To the degree that a president can act with no limitation whatsoever, the whole society lives in uncertainty. Of course, those who enjoy and benefit from the decisions assume that the latter are desirable and thus merit universal endorsement, while those who object to them and/or feel aggravated by them think the opposite. A civilized society knows that power changes hands over time and that implies that those found on one side of the equation could someday find themselves on the other; this is the reason why the existence of strong institutions liable to resisting the onslaughts of power, are beneficial to all and, thus, become a source of certainty for all.

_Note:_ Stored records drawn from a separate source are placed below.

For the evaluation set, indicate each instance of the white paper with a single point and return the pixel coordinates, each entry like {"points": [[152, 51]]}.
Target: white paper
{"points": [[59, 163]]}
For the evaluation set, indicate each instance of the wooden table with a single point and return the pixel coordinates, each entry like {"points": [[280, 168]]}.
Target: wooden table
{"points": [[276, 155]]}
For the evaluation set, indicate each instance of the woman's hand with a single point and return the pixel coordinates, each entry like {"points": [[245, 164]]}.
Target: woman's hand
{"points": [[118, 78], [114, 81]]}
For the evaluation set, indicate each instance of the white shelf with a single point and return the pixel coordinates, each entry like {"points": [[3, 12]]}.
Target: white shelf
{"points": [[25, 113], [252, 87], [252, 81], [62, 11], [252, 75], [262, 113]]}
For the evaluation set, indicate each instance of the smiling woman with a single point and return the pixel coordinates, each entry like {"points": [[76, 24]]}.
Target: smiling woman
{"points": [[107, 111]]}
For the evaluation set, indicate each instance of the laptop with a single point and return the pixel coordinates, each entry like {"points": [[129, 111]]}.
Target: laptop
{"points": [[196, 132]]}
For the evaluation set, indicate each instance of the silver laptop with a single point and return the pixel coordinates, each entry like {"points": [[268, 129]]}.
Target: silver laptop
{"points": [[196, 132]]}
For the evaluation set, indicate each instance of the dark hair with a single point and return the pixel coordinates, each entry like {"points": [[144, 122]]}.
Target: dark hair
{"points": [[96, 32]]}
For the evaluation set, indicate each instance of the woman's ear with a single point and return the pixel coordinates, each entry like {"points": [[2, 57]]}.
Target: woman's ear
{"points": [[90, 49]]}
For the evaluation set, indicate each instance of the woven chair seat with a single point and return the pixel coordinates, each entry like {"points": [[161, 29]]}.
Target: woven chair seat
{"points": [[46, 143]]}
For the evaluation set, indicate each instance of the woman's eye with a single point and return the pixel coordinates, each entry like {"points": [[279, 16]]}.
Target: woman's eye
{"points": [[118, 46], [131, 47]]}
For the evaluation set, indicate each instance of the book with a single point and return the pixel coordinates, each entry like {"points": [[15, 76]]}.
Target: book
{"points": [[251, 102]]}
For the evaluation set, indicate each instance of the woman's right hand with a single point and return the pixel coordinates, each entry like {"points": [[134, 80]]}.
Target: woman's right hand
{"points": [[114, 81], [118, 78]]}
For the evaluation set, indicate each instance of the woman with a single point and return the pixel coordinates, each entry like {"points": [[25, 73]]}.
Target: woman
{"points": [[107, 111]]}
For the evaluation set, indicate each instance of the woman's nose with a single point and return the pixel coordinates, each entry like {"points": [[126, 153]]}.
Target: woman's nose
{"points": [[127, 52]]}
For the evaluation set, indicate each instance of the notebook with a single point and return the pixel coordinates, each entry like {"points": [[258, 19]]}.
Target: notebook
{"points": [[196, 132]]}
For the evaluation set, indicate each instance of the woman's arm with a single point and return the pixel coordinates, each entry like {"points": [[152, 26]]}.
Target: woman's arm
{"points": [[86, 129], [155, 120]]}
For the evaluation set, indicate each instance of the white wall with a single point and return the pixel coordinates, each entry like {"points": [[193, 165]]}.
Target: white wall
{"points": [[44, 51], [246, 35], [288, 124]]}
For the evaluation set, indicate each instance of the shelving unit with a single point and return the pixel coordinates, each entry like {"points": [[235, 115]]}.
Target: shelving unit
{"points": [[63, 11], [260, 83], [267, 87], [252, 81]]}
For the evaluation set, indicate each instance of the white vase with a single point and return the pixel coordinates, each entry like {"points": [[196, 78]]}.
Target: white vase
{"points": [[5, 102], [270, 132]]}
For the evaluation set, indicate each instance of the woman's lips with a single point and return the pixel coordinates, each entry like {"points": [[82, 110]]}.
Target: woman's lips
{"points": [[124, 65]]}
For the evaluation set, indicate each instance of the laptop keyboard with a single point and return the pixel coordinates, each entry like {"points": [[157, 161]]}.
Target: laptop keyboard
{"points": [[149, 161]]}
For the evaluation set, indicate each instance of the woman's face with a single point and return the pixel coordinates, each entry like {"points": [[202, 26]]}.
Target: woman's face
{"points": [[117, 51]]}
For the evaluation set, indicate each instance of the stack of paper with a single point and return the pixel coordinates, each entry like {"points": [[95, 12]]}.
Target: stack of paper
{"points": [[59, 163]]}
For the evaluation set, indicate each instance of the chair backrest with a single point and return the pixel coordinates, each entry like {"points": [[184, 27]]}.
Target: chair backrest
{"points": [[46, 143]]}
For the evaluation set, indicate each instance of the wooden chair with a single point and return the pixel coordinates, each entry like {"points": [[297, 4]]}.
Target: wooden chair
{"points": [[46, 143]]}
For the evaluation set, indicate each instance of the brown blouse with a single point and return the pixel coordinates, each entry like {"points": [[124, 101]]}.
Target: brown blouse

This that would seem so obvious and towards which Mexico was, more or less, advancing, was destroyed in just a few months.

The important point is that the entire population, independently of its socioeconomic reality, should have the means to be abreast of where it stands. The former government scored a milestone on raising the cash transfers to an enormous segment of the population, which, paradoxically but logically, provoked uncertainty with respect to the permanence of those programs during the electoral period. The institutionalization of those programs is thus key for the beneficiaries of those programs to be certain that those programs would not become a matter for electoral dispute.

Exactly the same is critical for the regulations that govern private investment in sectors that earlier were reserved for the government, such as electricity. The strength of institutions lies in the certainty that they confer on the population in all ambits of the society and the economy. 

Where many of those who decades ago advocated for a reform of the State erred was in focusing on the creation of institutions in lieu of immersing themselves in the containment of power. Though it is evident that containing power is manifested through institutions, this containment is impossible without an integral reform of power and that is the great challenge of Mexico, much more so now that the government is experiencing the onslaught of her predecessor. The virtues of the new president are many, but they are very distinct from those of her predecessor and will surely not permit her to contain the tensions, conflicts and interests encountered (even within her own party) without her attending to that crucial problem: the excess of the concentration of power.